I look down at the ragged-edged little corner in my hand, the note handed to me by Denny.
The cold acid of alarm spreads through me an instant before full comprehension. It was there before me all the time. I can feel the blood drain from my face, settle like lead in the pit of my stomach, more fear here than anger. I look up at Claude.
“What is it?” he says.
I crumple the note in my hand, reach over and grab Coltrane by the collar of his shirt. It is pure adrenaline that hoists him out of the chair, throws him with his back against the table. A pained expression as the corner catches a kidney, the small of his back.
“Tell me about the man on the creek,” I say. “Now.” I make this single word sound as if it has a dozen W’s.
Coltrane is bug-eyed. This is a whole new side of me he has never seen.
Claude and Denny are on me from behind grabbing my arms, trying to keep them from Cleo’s throat. It is the thing about an adrenaline rush. It would take an army at this moment.
Cleo is gasping, struggling with his hands. Nodding like if I’ll let him, he’ll talk.
“OK,” he says. “Get offa me. I’ll tell you. Tell. .” he says. Cleo’s face is flushed. His body shaking as I finally loosen my grip.
Self-conscious, I straighten his collar a little, pat the front of his shirt, help him back down into his seat. Claude and Denny slowly ease their grip on me, but stay close, in case I should suffer a relapse.
I move around them, pick up the newspaper, which Claude scattered to the floor earlier in our session. I lay this on the table before Coltrane, front page up, and slap my palm hard on the picture.
“Now identify the man you saw on the Putah Creek that night,” I say, “the one with the two bodies on the ground.”

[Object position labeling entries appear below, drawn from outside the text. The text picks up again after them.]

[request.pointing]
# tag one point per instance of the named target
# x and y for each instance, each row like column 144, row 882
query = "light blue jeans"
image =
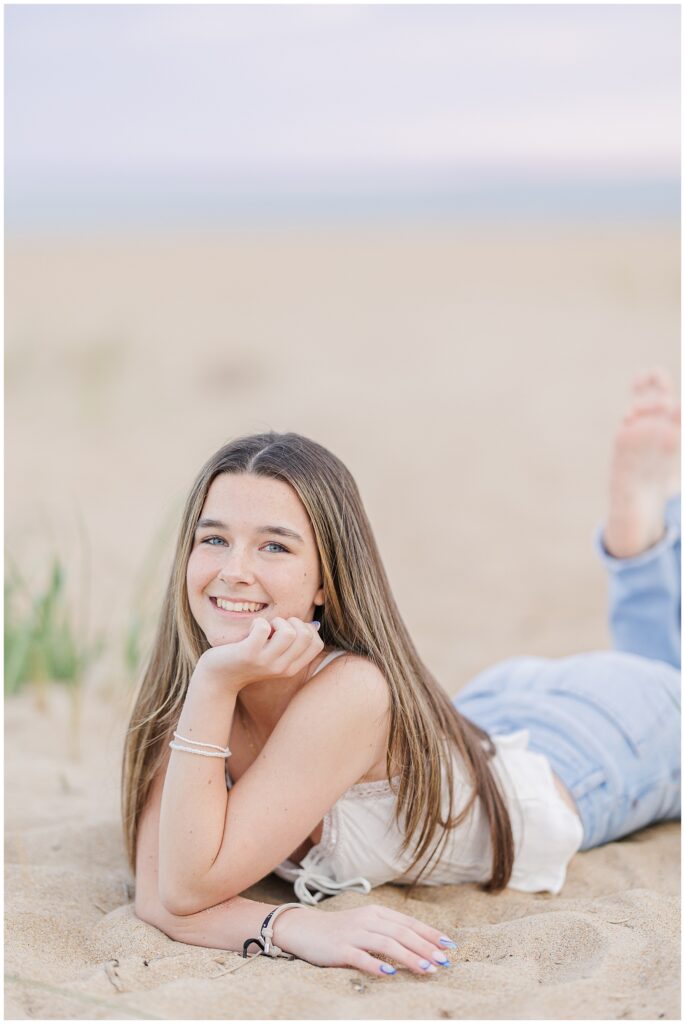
column 608, row 721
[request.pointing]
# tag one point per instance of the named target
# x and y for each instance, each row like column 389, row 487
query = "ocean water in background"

He flinches once, then stops. He looks up at me one last time, the futile thought written in his eyes that maybe in this last moment I will lift this cup from his lips. He sees the answer carved in my unremitting gaze as I fix my eyes on the picture before him.
Then in the most deliberate of moves, quick and sure, Cleo Coltrane points with a gnarled outstretched index finger, to a single image, a face burned into the newsprint on the table before him.
In this instant of revelation wild thoughts flood my mind, images of flashing metal stakes driven through soft flesh, the hellish visage that was the end of Abbott and Karen Scofield-the night they were murdered by Adrian Chambers.
Chapter Thirty-five
As the three of us cross the city plaza there is but a single thought running through our minds. It is repeated on our tongues in all the myriad forms that make up nervous banter: whether Adrian Chambers has any idea that we know.
“Maybe Ingel didn’t say anything.” This is Claude’s happy thought for the day. He is hoping that maybe the judge has kept his mouth shut, not carped and complained after calling my office that I was meeting with someone named Coltrane at the jail. Claude knows as do I that Coltrane’s name could be the password to violence.